I have a brief comparison of the Tex-Shooter *Light* bands and the *Field* bands. Unfortunately I didn't order the *Express* bands as well. Maybe next time.

The Light and the Field bands were adjusted to 8" from pouch tie to fork tie. After a dozen practice shots the bands were re-adjusted to 8" for the velocity tests. Up to a 9" length is possible for those who want a milder draw weight or pulling to a longer draw length. My draw length is approx 32" so an 8" length was fine.

*Light Bands (**1" x 11/16" x 8" - single bands, .030" thick) --- *3/8" steel @198 fps

*Field Bands (3/4" x 1/2" x 8" - double bands, .030" thick) --- *3/8" steel @216fps; 3/8" lead @207 fps; .44cal lead @180fps

*Light -* Although I never weighed the bands, the Light Bands felt about the same draw weight as my 3/4" x 7 1/2" TBG. A close guess would be a 10 lb draw weight. With these bands I could shoot 100+ shots without tiring. The 3/8" steel was a good match and gave no hand slap problems with my shooting style.

*Field -* The Field Bands were noticeably heavier to draw. I wouldn't shoot these as target bands. The 3/8" steel gave me bad hand slaps. The 3/8" lead also slapped my fingers. The .44cal lead was manageable and the slaps were not too bad. With a bit more emphasis on flipping, I can avoid slaps with .44cal and these bands. The .44cal seems to be a good match and gave almost 10 FPE with my draw length.

*Pouch - *The same formed pouch size was used on both band sets. It measures 1" x 2 3/4" and has a .078" leather thickness. The formed pocket seems to have been made with a 3/4" hole. It works fine with 3/8" to 5/8" ammo.

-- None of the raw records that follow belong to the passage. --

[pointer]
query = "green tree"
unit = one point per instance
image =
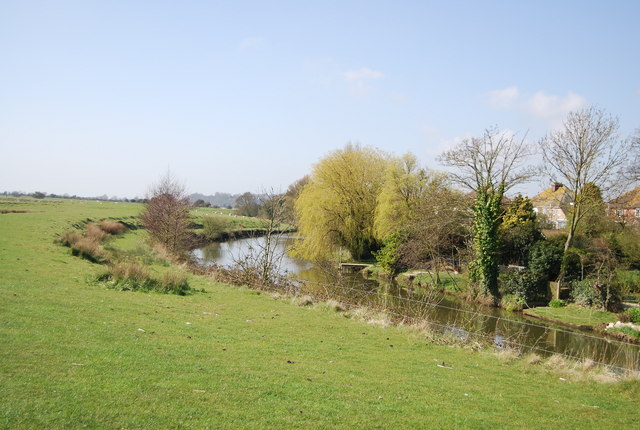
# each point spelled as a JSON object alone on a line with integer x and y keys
{"x": 248, "y": 205}
{"x": 519, "y": 230}
{"x": 337, "y": 207}
{"x": 488, "y": 166}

Bill already has a great reputation here so I don't have to pump up his products too much







I would not hesitate to purchase from him again. I ordered latex sheets, band assemblies and pouches and everything was packaged securely and shipped quickly. Bill puts together a nice band set and pays attention to details. Very professional.

Cheers,
Northerner


----------



## newconvert (Dec 12, 2011)

i wish i had a chrony, i have the express bands, i enjoy them.


----------



## NightKnight (Dec 16, 2009)

Great review!! Yeah, I am a big fan of the express bands. If you get time to test them, I would be interested.


----------



## Danny0663 (Mar 15, 2011)

Nice comparison.

P.S - Lov'n your comparison topics


----------



## e~shot (Jun 3, 2010)

Nice Comparison.



newconvert said:


> i wish i had a chrony, i have the express bands, i enjoy them.


You don't need one, you are already too fast


----------



## Northerner (Nov 9, 2010)

newconvert said:


> i wish i had a chrony, i have the express bands, i enjoy them.


Hi newconvet or NightKnight,

What are the dimensions for the Express bands? Maybe I'll try cutting some to see how they perform.

Thanks,
Todd


----------



## newconvert (Dec 12, 2011)

Northerner said:


> i wish i had a chrony, i have the express bands, i enjoy them.


Hi newconvet or NightKnight,

What are the dimensions for the Express bands? Maybe I'll try cutting some to see how they perform.

Thanks,
Todd
[/quote]

i'll check


----------



## newconvert (Dec 12, 2011)

e~shot said:


> i wish i had a chrony, i have the express bands, i enjoy them.


You don't need one, you are already too fast








[/quote]


----------



## Charles (Aug 26, 2010)

Such tests are always welcome ... Thanks!

Cheers ..... Charles


----------